Why on earth is he talking in French and why to me? My brain resets on French and I go “Bonjour, bien, et vous ?”, which means “hi, good, and you?”. Then, we continue in English, and finally he says: “Come and visit my shop!”. I look at my friend, who looks at me. In any other situation, I would have thought that guy was strange. But then this was Oregon, this was not far from Eugene, and around there people could actually talk to you in the street, greet you from the opposite sidewalk without even knowing you. I miss that. So we’re like “yeah, sure” and enter the shop.
It was a music instrument shop. The guy was selling instruments, some new and some he had repaired himself. Inside the shop were two guys. One young, one older. The older guy was tall and heavy, with unshaved cheeks and chin, a red (or blue?) cap (something about him was red and blue), and a woodman’s shirt opened on a T-shirt. We started talking together about the shop, about me visiting Oregon. My friend started to talk with the shopkeeper about being a teacher. As I tend to have the attention span of a two-year old, I soon drifted off and started looking around from my spot, thinking about the instruments hanging from the walls. I particularly examined a nice harmonica that looked exactly like the one I’d got from my father as a kid, and that I had never learned to play.
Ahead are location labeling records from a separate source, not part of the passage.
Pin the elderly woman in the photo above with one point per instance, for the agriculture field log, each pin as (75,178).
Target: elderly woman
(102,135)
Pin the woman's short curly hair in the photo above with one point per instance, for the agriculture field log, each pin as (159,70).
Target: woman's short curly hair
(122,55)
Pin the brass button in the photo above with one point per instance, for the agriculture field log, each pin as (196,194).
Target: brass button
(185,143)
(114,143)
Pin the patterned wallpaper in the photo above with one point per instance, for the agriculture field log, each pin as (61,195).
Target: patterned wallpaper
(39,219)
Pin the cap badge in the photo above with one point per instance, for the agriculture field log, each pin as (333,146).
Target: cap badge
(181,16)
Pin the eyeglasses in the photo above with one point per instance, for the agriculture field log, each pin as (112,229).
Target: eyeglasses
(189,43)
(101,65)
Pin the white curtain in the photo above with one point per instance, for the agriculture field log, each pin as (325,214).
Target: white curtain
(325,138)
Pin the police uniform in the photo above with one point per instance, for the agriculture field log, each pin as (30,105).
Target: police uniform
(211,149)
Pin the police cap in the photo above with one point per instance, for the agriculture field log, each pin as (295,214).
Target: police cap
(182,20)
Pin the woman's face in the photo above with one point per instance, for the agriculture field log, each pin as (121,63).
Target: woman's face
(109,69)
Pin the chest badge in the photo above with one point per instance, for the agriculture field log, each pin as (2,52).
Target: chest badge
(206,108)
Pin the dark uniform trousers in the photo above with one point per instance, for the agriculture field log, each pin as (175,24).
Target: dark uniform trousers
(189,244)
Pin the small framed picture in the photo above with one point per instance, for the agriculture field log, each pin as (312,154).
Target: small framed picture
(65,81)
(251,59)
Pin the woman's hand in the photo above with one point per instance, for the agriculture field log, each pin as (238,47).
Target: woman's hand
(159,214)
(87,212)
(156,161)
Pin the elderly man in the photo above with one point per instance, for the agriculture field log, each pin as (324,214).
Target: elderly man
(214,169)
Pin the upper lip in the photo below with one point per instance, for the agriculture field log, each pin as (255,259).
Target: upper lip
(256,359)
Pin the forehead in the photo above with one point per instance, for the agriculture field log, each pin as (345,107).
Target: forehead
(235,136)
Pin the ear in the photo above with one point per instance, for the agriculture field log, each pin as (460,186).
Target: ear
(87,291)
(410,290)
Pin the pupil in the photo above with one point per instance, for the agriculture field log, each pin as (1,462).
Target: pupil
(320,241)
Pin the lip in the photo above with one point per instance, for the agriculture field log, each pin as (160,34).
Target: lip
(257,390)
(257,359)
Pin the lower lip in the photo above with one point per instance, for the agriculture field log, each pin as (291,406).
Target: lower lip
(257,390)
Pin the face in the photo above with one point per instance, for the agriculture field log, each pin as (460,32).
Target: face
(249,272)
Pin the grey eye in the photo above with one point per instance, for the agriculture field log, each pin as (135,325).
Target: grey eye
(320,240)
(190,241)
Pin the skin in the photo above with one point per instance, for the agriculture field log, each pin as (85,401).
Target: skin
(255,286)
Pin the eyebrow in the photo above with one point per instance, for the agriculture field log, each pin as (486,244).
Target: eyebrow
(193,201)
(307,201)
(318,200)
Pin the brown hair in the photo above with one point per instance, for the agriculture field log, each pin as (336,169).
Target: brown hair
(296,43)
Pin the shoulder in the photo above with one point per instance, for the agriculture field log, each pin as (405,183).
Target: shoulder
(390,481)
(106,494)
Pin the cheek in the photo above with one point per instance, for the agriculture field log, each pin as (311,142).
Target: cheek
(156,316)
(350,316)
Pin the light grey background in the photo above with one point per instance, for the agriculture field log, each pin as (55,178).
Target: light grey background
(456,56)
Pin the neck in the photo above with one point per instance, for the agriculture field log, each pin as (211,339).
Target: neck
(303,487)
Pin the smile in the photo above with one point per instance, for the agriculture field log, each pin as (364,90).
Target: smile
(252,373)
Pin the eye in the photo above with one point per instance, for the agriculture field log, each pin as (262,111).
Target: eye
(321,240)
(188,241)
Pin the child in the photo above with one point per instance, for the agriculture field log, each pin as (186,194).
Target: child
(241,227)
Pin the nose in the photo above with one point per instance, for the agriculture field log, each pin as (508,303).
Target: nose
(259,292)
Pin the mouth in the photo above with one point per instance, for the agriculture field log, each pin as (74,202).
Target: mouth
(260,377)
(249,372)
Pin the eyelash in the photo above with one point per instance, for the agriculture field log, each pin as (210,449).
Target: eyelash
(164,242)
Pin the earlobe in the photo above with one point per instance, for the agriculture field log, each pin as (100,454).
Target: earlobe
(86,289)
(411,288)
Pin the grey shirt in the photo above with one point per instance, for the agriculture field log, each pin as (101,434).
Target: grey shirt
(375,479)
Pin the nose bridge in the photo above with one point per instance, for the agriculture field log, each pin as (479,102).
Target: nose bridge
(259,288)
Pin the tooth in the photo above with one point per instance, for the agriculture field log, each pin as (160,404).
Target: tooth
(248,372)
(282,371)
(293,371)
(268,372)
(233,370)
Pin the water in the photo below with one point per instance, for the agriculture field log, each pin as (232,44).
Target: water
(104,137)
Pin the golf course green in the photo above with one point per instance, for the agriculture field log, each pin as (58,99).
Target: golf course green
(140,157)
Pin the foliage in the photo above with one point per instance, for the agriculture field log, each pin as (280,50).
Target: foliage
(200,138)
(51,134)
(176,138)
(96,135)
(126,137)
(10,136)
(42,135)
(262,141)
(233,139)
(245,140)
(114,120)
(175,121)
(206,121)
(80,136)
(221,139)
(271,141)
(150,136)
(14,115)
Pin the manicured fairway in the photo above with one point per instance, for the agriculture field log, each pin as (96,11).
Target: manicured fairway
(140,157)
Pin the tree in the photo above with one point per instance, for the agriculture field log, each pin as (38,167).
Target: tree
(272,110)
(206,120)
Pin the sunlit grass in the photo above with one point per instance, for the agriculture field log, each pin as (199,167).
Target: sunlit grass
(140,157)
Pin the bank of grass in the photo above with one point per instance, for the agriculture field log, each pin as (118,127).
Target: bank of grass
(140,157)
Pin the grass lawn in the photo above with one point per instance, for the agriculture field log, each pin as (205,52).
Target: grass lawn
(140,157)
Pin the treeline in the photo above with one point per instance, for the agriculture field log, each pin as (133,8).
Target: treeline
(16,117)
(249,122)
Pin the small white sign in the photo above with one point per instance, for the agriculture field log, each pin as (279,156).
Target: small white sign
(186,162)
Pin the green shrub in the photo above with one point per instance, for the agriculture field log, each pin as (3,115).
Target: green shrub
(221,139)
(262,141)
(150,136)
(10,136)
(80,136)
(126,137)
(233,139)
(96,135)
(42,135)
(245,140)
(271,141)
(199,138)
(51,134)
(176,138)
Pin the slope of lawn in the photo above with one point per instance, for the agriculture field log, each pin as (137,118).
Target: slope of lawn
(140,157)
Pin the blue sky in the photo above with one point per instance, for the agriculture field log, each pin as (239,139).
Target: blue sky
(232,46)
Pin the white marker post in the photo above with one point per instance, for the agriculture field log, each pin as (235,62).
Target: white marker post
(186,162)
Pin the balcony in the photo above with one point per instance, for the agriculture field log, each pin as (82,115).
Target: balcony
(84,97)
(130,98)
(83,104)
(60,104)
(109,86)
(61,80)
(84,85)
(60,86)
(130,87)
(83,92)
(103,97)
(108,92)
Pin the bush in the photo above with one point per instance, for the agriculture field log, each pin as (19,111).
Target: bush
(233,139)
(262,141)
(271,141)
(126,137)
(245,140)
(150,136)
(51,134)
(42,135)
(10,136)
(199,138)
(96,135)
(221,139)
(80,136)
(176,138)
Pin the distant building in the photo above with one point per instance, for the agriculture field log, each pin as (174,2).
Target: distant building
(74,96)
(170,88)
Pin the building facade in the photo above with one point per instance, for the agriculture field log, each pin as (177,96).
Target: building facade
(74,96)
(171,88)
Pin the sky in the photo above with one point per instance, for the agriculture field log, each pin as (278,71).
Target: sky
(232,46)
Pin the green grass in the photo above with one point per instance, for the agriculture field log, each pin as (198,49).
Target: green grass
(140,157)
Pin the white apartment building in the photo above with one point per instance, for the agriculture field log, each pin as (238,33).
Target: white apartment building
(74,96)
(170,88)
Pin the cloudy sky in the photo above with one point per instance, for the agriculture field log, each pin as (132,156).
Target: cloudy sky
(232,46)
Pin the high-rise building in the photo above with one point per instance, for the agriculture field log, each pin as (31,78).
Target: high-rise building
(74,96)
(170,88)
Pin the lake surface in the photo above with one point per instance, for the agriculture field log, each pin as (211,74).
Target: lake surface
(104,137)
Whoosh! I’m finally back to their conversation and the shopkeeper is still talking with my friend about how he himself changed his job late in life. Right then, one of the most freaky moments of my life happens. The shopkeeper just stops talking, right in the middle of his sentence, turns to me, looks at me right in the eyes and says in a low, calm, matter-of-fact voice:
“Don’t be afraid, Carrie.”
“The present is just a moment. And the future is just a succession of moments. So don’t be afraid, and just live on your life.” There, he turns away from me and resumes his conversation with my friend, as if nothing has happened.
Has something happened anyway? I gape at the shopkeeper a while longer, the world outside my body muffled like in cotton. I come to, and look at my friend, who looks at me with a kind of stunned “WTF was that??” grin.
Guys, the truth is, I just can’t really remember what the guy said. That was not just three sentences. That was a whole freaking paragraph. More precise, more developed than what I report above. So precise in fact, that it was commenting exactly on what I had discussed with my friend tens of miles away from there, that very morning in the car. And more than that: things I had not said in the car. How did he know? Who the hell was that guy? Did he himself know what he was saying?
Anyway, from that moment, there was no trace of what happened in our conversation. The shopkeeper did not came back on the subject nor did he talk to me in French either. He just said something like “hey, what were you looking at?”. I explained about the harmonica. And he went like “tell you what”, and he opened the glass box in which the harmonica was exposed, and handed it to me. He was giving it to me as a present, a nice, brand-new, an authentic Horner harmonica. I couldn’t say anything really, so I asked if I could hug him, and we hugged. I promised I would learn how to play it. Me and my friend said thank you, goodbye, and we left.
The rest of that day was great. The pie and organic milk at a café, the road back in this far west of the world, a stop in a deserted and eerie Brownsville at sunset (a tiny place where the movie “Stand by me” was filmed). I am not a believer and that whole God thing is this article is, in a way, a metaphor. But if I should die tomorrow, that kind of incredible day makes me feel lucky, and grateful.